BOOKS: What I Read, June
From "Orwell: A Life," George Orwell, 1946, a few years before his death from tuberculosis at age 47. It's a cheery Friday photo!
Halfway through the year and my epic attempt to chronicle all the books I read. I made it through 7 books in June, making a total of 41 as of June 30. Can I break 100 for the year? Can I stop my eyeballs from falling out of my head? What if I decide to start watching "American Idol" instead? Stay tuned!
[And for the curious, here's the year to date posts: January, February, March, April and May.]
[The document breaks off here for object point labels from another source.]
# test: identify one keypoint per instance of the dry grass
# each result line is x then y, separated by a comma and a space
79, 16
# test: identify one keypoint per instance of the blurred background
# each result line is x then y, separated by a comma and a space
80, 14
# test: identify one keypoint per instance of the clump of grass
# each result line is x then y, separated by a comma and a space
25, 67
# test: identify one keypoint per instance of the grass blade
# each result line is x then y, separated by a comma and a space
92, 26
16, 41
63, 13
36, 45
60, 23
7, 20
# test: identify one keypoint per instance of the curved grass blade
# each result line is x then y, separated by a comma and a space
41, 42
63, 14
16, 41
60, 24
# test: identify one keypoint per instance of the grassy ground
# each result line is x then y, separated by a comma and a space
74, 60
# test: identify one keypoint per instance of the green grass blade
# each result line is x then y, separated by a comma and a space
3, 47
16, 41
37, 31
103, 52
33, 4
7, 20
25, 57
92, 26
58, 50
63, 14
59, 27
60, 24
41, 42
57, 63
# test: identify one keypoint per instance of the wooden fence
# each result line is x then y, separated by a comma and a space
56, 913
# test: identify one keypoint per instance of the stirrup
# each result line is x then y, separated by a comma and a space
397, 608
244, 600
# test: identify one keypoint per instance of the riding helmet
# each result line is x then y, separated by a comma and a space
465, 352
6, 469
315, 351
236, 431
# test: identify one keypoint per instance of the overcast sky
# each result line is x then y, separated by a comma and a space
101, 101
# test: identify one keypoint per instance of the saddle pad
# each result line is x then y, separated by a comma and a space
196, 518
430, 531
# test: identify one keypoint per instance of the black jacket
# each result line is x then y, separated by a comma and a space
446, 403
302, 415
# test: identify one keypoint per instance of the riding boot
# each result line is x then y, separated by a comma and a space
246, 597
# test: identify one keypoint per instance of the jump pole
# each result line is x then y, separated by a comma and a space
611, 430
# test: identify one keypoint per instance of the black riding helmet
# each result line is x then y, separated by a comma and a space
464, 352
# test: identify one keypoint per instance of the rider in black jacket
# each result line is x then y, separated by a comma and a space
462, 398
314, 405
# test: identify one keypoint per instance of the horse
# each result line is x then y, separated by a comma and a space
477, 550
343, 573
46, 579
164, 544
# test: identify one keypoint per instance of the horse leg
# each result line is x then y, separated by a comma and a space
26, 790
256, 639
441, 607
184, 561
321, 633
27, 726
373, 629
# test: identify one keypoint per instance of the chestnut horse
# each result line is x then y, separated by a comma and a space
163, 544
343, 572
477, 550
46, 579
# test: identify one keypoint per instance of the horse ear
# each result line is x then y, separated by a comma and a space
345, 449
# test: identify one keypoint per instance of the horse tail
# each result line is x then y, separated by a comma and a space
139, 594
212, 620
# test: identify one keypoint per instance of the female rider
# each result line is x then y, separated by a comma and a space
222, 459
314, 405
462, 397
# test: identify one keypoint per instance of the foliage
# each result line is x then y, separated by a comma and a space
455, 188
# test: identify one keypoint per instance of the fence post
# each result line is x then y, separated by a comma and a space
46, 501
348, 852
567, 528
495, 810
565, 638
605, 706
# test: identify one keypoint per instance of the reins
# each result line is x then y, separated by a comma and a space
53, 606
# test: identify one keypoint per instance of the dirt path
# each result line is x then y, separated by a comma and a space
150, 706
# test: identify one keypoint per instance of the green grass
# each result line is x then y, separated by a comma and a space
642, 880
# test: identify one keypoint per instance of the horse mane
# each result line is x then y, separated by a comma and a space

"Skipping Towards Gomorrah: The Seven Deadly Sins and the Pursuit of Happiness in America" by Dan Savage. America often combines a kind of public prudeness with a personal libertarianism that is one of our biggest contradictions. Sex columnist Dan Savage examines those who "give in" to their desires and the seven deadly sins in this American travelogue, which looks at greed, lust, sloth, gluttony, envy, pride and anger and how some people indulge in them, from Las Vegas casinos to gun clubs to "swingers." Despite Savage's pretty way-out newspaper sex columns, I found "Skipping" tamer and less shocking than I thought it might be, with the chapter on gluttony (and fat-enabling "feeders") probably the most gripping chapter. Unfortunately, his liberalism is kind of preaching to the converted with me, and most of his potential readers. It's an entertaining read, though, and a decent look at some of the hedonistic parts of society.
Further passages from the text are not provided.